「冷え込む冬はやっぱり温泉」──。

 今、おそらく10人中9人の人がこれに共感したはずだ。日本交通公社が行った旅行者調査では、「行ってみたい旅行」のトップは常に温泉旅行である。ずばり「温泉が好きですか」と質問すれば、48.7%が「とても好き」、39.6%が「好き」と答える。すなわち、日本人の9割近くは温泉が好きだ(日本交通公社『旅行者動向』より)。

 旅行雑誌はもちろん、そうでない雑誌でも温泉を特集した記事は多い。今月なら例えば『DIME(ダイム)』(1/20・2/3合併号)が「最旬 “極楽温泉&美食” の宿─若女将&若旦那が温泉宿をCHANGE」という記事を掲載、『月刊マンスリー・エム』(2009年1月号)では「やっぱり温泉」、『Hanako WEST』(2009年2月号)も「ゆるりほっこり冬温泉」といった具合だ。冬に限らず、書店に温泉特集をうたった雑誌が並ばない日はないのではないだろうか。

 それにもかかわらず、温泉地や温泉旅館を取り巻くニュースにはなぜか「再生」の2文字がつきまとう。日本人は「温泉好き」が多いのに、温泉地は観光客数の減少に悩み、旅館経営が苦しい。それはどうしてだろう。

温泉地は増えているが宿泊客は減少

 実は温泉に関連するデータの中で、右肩上がりに増えているものがある。温泉地数、そして温泉を利用した公衆浴場施設の数だ。

 日本の温泉地は、20年前に約2200カ所であったものが、2007年3月末には3150カ所へと増加した。また、温泉を使った日帰り入浴施設はこの20年間で2.7倍に増加し、7800軒に上っている(環境省調べ)。

 温泉観光地にとっては、競合する温泉地が増加するわけであり、経営環境は厳しさを増すことになる。実はこうした「量」だけでなく「質」の面でも、温泉観光地を取り巻く環境は大きく変化している。

 まずは、温泉地の客層の変化である。かつて主流だった団体旅行やバブル経済期の法人需要は、1990年代以降、目に見えて減少していった。
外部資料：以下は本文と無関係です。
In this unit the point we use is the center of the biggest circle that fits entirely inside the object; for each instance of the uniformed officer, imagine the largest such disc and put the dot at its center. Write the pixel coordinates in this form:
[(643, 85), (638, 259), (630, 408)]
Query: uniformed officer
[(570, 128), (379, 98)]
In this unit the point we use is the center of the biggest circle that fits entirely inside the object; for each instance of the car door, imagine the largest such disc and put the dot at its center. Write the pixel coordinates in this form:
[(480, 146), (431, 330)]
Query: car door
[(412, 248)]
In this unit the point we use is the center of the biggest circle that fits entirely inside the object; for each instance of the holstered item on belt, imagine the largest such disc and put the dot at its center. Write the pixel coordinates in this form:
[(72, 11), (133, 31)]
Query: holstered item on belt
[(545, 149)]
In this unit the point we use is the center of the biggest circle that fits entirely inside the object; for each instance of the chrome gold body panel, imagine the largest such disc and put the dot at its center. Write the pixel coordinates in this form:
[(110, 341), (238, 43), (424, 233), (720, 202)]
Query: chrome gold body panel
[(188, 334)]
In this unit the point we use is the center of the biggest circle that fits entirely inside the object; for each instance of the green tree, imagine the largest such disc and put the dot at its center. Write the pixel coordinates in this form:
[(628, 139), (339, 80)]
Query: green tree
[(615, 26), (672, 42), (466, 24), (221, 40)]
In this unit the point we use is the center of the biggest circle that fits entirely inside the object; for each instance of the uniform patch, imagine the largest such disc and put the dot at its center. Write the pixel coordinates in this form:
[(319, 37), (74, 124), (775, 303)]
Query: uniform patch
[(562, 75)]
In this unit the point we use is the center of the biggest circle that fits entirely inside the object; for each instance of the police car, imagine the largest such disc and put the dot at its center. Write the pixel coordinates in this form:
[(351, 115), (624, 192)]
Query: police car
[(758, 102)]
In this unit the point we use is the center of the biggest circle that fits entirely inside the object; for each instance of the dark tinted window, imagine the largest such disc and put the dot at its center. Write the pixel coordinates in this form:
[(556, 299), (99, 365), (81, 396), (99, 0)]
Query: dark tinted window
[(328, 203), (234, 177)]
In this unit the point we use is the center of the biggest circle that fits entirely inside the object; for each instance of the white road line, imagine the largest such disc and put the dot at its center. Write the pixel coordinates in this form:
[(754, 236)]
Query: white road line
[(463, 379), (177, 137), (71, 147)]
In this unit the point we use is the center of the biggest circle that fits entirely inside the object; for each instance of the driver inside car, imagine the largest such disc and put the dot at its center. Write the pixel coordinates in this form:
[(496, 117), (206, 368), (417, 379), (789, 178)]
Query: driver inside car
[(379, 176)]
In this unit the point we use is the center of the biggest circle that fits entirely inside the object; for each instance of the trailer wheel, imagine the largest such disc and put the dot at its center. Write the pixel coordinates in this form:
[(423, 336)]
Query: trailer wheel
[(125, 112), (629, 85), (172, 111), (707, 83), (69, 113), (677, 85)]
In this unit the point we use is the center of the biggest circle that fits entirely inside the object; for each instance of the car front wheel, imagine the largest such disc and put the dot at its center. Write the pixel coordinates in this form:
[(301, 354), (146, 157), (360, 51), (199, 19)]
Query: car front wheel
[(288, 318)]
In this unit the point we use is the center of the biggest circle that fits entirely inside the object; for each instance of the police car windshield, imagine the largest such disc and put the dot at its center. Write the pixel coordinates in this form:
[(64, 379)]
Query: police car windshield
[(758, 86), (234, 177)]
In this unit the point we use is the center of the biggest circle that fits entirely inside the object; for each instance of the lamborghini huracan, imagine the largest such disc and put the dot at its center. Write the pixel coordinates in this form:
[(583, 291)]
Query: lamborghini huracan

そこで温泉観光地は「個人旅行、少人数グループ旅行への対応の遅れ」を問題とし、その対応に追われるようになった。

 「質」の面の問題はもう1つある。「日帰りで温泉に行く」というレジャーの台頭だ。このインパクトが温泉観光地に与えた影響の大きさは見落とせない。

 全国の市町村が一斉に温泉掘削に走ったのは、1988~89年の「ふるさと創生1億円」がきっかけだったと言われる。その後、日帰り温泉は各地で存在感を増し、特に都市部で進化を遂げた。楽しさのバリエーションを増やし、滞在時間を延ばすことに成功した所も少なくない。日帰り温泉はもはや一時のブームではなくなっている。20代の若者の中には「温泉と言えば日帰り」をイメージする人も現れている。